Non-Hermitian Oscillator and R-deformed Heisenberg Algebra

TL;DR

This paper explores a non-Hermitian oscillator model within R-deformed Heisenberg algebra, revealing its conformal symmetry, spectrum, and superconformal structure, and discusses an anomaly in the Hermitian counterpart's spectrum.

Contribution

It introduces a generalized non-Hermitian oscillator model with R-deformed algebra, diagonalizes it using Bogoliubov transformation, and analyzes its symmetry and spectral properties.

Findings

The Hamiltonian exhibits conformal symmetry.

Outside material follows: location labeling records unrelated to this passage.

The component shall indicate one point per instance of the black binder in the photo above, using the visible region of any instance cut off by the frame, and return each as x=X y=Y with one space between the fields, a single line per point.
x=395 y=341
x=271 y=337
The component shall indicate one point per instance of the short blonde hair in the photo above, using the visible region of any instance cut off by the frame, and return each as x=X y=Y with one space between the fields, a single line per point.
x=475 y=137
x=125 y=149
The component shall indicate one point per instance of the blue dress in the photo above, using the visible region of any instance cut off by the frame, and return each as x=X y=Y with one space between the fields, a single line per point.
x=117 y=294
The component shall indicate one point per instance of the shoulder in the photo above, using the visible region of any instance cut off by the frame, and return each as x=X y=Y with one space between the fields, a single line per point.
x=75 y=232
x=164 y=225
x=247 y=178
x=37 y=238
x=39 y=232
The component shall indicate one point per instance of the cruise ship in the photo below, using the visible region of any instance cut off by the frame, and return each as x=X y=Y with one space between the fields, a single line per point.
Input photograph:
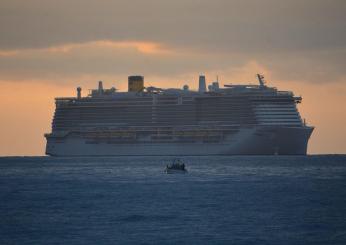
x=151 y=121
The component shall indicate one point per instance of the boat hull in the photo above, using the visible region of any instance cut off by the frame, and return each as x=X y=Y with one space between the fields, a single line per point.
x=273 y=140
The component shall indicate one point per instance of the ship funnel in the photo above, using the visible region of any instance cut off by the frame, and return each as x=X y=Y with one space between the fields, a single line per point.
x=79 y=93
x=202 y=85
x=100 y=87
x=261 y=80
x=135 y=83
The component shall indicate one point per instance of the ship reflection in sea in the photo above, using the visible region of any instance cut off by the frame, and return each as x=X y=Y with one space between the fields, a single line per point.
x=223 y=200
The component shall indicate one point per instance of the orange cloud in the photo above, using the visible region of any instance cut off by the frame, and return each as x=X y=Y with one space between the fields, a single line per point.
x=144 y=47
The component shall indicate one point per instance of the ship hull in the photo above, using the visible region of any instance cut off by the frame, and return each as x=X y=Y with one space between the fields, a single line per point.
x=266 y=140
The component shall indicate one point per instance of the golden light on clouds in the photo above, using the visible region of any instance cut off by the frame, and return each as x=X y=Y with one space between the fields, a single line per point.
x=148 y=48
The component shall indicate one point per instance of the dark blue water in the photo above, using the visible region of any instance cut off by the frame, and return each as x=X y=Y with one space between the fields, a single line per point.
x=222 y=200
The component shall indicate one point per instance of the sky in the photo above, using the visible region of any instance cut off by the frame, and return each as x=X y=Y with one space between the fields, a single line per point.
x=49 y=47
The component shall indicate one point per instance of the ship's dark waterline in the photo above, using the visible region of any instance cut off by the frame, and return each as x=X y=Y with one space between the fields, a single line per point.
x=222 y=200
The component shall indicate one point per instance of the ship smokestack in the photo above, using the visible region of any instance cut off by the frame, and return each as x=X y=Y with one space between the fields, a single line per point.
x=100 y=87
x=135 y=83
x=202 y=88
x=79 y=93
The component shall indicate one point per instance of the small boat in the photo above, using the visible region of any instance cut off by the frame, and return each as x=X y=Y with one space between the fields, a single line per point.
x=176 y=167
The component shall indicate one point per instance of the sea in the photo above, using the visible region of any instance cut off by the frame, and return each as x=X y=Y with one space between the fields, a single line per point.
x=130 y=200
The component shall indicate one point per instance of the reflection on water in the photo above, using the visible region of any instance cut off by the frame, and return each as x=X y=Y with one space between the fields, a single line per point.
x=241 y=200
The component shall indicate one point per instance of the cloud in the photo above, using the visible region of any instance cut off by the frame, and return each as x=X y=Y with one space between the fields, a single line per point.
x=67 y=39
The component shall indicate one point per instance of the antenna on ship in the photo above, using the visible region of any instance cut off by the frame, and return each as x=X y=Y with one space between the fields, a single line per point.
x=261 y=80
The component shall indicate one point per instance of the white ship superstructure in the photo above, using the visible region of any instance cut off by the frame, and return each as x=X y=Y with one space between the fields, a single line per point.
x=235 y=119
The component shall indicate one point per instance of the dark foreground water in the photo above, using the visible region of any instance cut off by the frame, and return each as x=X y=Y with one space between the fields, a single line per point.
x=222 y=200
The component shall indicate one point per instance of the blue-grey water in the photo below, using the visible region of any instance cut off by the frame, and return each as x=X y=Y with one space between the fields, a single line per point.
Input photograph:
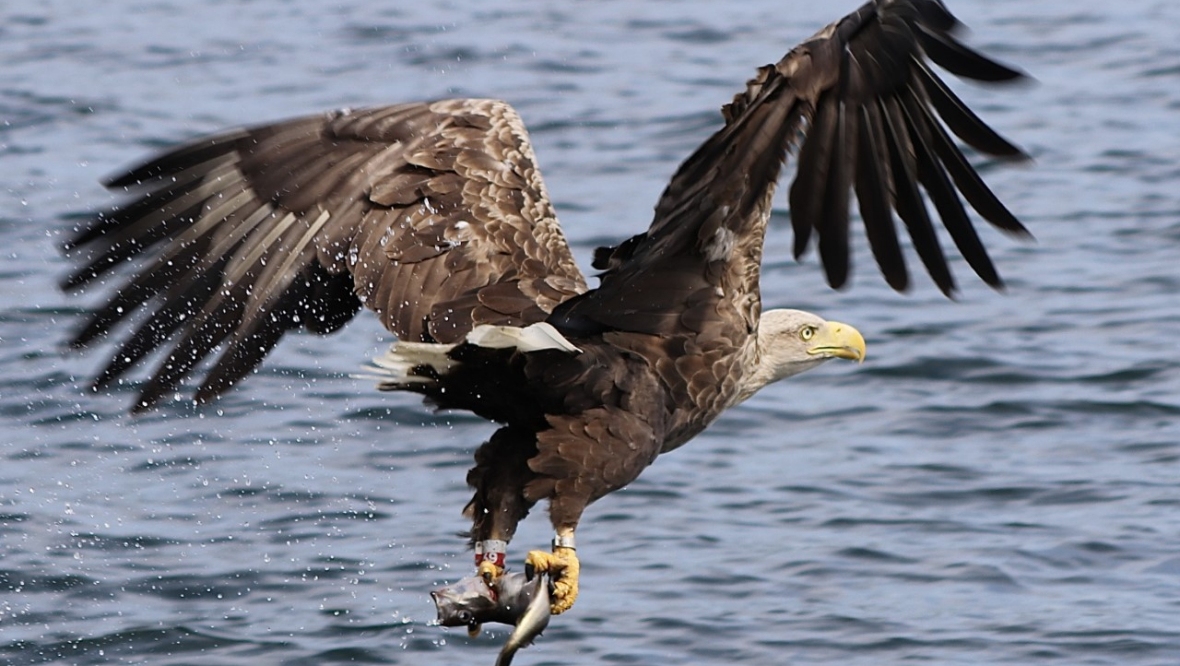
x=997 y=484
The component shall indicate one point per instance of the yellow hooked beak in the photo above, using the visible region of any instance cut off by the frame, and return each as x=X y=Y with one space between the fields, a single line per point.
x=838 y=340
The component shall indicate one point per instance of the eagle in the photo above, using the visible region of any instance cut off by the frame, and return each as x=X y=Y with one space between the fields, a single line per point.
x=434 y=217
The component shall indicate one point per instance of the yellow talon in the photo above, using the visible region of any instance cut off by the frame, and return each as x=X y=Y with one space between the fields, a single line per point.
x=562 y=566
x=490 y=572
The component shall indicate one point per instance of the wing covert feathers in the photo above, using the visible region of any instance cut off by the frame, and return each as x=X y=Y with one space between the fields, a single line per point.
x=432 y=215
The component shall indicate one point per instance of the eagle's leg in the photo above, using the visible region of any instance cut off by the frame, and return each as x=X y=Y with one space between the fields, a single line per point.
x=562 y=566
x=498 y=505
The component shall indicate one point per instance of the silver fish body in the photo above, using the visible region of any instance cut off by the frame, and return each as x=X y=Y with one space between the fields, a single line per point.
x=516 y=600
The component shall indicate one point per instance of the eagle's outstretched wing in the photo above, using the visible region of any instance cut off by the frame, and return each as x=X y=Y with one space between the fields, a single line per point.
x=432 y=215
x=869 y=117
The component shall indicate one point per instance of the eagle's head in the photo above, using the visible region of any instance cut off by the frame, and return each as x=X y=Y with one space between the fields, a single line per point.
x=791 y=341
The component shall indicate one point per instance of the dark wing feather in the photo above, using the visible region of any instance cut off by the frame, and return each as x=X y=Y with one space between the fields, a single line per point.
x=432 y=215
x=864 y=109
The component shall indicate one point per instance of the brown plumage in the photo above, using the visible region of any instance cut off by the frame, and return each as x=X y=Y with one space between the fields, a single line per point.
x=434 y=216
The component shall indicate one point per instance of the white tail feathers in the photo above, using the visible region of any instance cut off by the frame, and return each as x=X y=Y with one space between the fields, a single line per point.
x=532 y=338
x=394 y=370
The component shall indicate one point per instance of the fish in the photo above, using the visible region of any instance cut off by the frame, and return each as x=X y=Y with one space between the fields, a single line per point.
x=517 y=599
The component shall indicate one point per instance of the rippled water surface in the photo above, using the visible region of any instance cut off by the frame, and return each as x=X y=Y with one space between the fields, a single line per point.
x=998 y=484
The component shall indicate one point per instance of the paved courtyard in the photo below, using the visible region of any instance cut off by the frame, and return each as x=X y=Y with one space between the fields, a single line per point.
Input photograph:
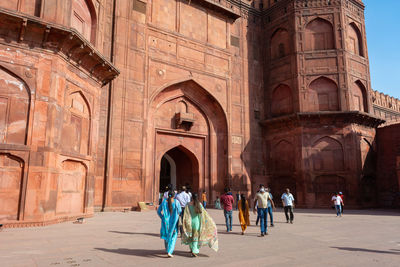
x=317 y=238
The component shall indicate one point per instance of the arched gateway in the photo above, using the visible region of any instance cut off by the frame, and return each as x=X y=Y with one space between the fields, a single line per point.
x=186 y=140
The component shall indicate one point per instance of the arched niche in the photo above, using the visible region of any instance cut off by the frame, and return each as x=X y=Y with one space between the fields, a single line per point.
x=77 y=124
x=186 y=167
x=328 y=155
x=71 y=188
x=11 y=173
x=84 y=19
x=323 y=95
x=359 y=97
x=207 y=138
x=281 y=101
x=354 y=42
x=14 y=108
x=319 y=35
x=280 y=43
x=283 y=157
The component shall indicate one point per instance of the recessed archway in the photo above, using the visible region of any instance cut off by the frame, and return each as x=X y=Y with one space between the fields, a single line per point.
x=179 y=167
x=185 y=118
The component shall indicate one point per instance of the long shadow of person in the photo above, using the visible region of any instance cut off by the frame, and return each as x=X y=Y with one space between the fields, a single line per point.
x=147 y=253
x=133 y=233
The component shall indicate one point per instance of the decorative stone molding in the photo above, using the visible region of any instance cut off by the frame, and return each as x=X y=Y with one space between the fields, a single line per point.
x=66 y=42
x=326 y=117
x=225 y=7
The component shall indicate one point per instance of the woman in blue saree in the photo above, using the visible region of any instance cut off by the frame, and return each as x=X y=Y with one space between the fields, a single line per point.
x=169 y=211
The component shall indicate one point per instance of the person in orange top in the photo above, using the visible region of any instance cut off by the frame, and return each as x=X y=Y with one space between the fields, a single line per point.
x=204 y=199
x=244 y=214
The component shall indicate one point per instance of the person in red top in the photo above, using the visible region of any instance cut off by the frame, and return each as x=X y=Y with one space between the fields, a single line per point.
x=227 y=202
x=342 y=204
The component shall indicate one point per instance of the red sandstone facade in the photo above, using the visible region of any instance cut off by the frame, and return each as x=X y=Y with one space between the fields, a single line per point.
x=102 y=102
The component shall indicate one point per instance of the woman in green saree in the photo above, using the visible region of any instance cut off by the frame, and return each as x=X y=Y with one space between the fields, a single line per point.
x=199 y=229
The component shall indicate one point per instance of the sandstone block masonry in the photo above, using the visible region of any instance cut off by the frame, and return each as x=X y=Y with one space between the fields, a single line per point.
x=104 y=102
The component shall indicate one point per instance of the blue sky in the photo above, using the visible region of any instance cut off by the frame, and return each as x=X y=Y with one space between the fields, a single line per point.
x=382 y=20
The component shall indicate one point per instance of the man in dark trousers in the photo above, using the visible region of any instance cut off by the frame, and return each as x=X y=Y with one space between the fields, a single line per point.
x=288 y=205
x=227 y=202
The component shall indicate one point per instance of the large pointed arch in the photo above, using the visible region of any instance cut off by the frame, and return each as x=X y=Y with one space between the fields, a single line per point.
x=15 y=105
x=328 y=154
x=323 y=95
x=207 y=139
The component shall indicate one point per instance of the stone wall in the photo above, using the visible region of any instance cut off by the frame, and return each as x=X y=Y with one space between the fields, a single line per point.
x=388 y=140
x=386 y=107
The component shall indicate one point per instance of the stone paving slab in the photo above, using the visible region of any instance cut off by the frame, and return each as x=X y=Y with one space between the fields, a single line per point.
x=317 y=238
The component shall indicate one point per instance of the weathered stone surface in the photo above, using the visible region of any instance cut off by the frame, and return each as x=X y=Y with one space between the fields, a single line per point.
x=210 y=94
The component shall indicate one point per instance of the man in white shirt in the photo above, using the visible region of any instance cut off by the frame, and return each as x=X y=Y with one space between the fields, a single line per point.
x=338 y=202
x=183 y=198
x=288 y=205
x=261 y=200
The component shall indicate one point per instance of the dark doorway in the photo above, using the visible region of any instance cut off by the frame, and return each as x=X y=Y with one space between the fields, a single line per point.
x=165 y=174
x=179 y=167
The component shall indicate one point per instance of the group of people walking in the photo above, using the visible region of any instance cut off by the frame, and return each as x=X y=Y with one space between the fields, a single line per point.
x=263 y=205
x=185 y=214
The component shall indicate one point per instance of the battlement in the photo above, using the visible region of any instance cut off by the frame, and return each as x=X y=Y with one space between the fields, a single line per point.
x=386 y=107
x=385 y=101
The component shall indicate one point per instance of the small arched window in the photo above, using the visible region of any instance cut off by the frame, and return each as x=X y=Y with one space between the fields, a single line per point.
x=83 y=18
x=319 y=35
x=354 y=41
x=76 y=130
x=281 y=102
x=358 y=94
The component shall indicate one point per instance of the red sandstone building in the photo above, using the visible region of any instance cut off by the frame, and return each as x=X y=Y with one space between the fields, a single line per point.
x=103 y=102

The spectrum is obtained algebraically.

An anomaly in the Hermitian counterpart's spectrum is discussed.

Abstract

A non-Hermitian generalized oscillator model, generally known as the Swanson model, has been studied in the framework of R-deformed Heisenberg algebra. The non-Hermitian Hamiltonian is diagonalized by generalized Bogoliubov transformation. A set of deformed creation annihilation operators is introduced whose algebra shows that the transformed Hamiltonian has conformal symmetry. The spectrum is obtained using algebraic technique. The superconformal structure of the system is also worked out in detail. An anomaly related to the spectrum of the Hermitian counterpart of the non-Hermitian Hamiltonian with generalized ladder operators is shown to occur and is discussed in position dependent mass scenario.